Amazon’s publisher disputes, however, are about far more than just a battle of wills between bookseller and publisher. They are about the future of publishing. They are, in the long term, about the rise and fall of writing careers, who will get published, what gets published, and how it gets distributed. That’s serious news for publishers like Hachette, one of New York’s ‘big five.’ Hachette was embroiled in a very public and ugly dispute with Amazon this year, and one of the most chilling things about it to witness was the realisation that a major New York publisher could be brought to its knees by a single retailer, and that the retailer could neatly set the terms and do as it liked.
That’s capitalism, some might say, but it’s also a restriction of publishing, and let’s be honest: We don’t live in a truly free market. Amazon’s interference with publishers may be part of the true capitalist way, but it’s not good for publishing, and it’s not good for media, culture, and society, either. For every Hachette book that customers couldn’t access, there were readers who needed books, including people from all walks of life, with all sorts of different needs. Teachers wanting to order Malinda Lo for their classrooms. Casual beach readers looking for a good book who had a whole swath of new releases hidden from them. Teens wanting a contemporary novel that speaks to their experiences.

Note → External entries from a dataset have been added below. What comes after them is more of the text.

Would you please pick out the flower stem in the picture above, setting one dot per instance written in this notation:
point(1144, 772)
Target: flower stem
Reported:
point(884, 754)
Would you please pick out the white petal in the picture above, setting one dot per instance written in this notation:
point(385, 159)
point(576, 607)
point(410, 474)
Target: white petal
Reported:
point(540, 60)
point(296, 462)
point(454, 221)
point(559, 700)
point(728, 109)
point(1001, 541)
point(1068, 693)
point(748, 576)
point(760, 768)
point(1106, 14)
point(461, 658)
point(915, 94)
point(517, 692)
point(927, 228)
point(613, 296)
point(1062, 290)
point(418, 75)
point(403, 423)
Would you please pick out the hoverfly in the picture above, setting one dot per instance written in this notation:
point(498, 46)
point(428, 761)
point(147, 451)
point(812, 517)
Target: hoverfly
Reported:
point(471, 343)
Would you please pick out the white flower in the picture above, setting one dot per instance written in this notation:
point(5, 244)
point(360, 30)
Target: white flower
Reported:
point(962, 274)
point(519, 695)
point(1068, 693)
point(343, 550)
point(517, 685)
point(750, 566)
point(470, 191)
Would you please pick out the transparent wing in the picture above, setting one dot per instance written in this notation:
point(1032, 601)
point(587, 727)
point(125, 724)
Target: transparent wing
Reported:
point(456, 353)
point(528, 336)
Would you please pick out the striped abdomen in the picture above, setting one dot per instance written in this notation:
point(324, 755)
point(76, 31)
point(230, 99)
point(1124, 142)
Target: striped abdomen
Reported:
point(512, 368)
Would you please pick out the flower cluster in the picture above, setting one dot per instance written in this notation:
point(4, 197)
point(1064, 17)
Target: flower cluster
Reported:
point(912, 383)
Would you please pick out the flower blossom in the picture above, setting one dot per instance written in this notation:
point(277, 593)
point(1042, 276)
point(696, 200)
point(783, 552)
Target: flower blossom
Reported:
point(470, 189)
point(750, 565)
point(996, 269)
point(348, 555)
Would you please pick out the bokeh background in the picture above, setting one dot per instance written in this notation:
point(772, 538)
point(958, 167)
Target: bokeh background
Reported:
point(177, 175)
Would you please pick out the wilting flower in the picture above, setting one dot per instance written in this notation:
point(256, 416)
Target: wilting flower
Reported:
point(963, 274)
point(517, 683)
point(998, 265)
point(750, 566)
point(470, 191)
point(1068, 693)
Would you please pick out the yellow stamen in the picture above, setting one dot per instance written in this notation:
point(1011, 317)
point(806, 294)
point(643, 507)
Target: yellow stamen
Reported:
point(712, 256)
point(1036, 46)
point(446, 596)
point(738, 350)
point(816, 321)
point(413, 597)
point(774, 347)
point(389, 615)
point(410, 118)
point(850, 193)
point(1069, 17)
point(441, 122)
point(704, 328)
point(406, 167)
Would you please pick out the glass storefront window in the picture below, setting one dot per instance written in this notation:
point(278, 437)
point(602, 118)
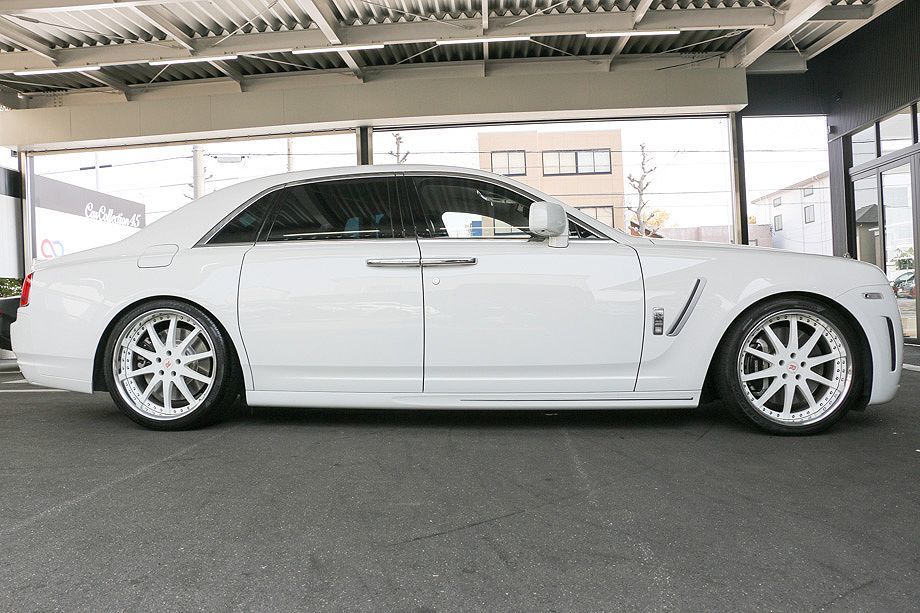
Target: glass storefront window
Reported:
point(897, 131)
point(900, 263)
point(82, 200)
point(864, 149)
point(786, 173)
point(868, 221)
point(687, 165)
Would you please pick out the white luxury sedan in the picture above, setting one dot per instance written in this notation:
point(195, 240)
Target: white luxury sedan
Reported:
point(435, 287)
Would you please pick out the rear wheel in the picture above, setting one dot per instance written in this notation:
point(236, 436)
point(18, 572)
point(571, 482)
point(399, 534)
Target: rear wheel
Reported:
point(167, 366)
point(791, 366)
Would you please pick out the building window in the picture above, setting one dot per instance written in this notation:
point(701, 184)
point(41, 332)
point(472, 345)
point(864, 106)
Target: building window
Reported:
point(509, 163)
point(578, 162)
point(896, 131)
point(864, 146)
point(810, 213)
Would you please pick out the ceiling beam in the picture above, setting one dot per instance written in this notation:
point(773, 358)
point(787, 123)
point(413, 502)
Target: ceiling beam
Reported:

Publishing is already a massive gatekeeping and filtration system. Of the vast number of books written or proposed each year, only a small fraction make their way through to publication. In theory, this reflects the best that the world has to offer, an assortment of the finest books from the sharpest minds. In reality, lots of fantastic work slips through the cracks. Not all publishers have the same access to the market, too — indie publishers typically have more limited distribution, smaller print runs, less advertising dollars, and fewer ways to connect with consumers. But at least they have a fighting chance.
If Amazon can start randomly delisting publishers or leaning on them to make unreasonable demands, that’s going to have a chilling effect on publishing. When publishers give in to Amazon because they need to get their books back in stock at one of the largest book retailers in the world, it sends a signal to the company that it can (and perhaps should) continue carrying on this way, throwing tantrums until it gets what it wants. Which, if you examine the terms bandied about by Amazon, is rather a lot, enough, perhaps, to make selling books to Amazon almost unprofitable for publishers, who are then caught in a double bind, because if they don’t make those sales, their books won’t reach the audience they need.
In a market that is allegedly about competition, Amazon has arisen as a monopoly, and it’s creating a bottleneck in the book distribution system. It’s effectively impossible to sell on any real scale without going through the company, which has appointed itself the arbiter of the book trade, determining what it will sell, when, and at what terms, even if it damages the publishers it’s allegedly working with. For consumers, this is bad news, because it deprives them of a truly competitive book market and access to a wide range of books, which are supposed to be doorways into new worlds that take people deep into entirely new experiences.
Even if you aren’t afraid of Amazon’s looming presence in the bookselling market and how this pertains to the fate of indies, you might want to be concerned about what Amazon is doing to publishing, and the books you love.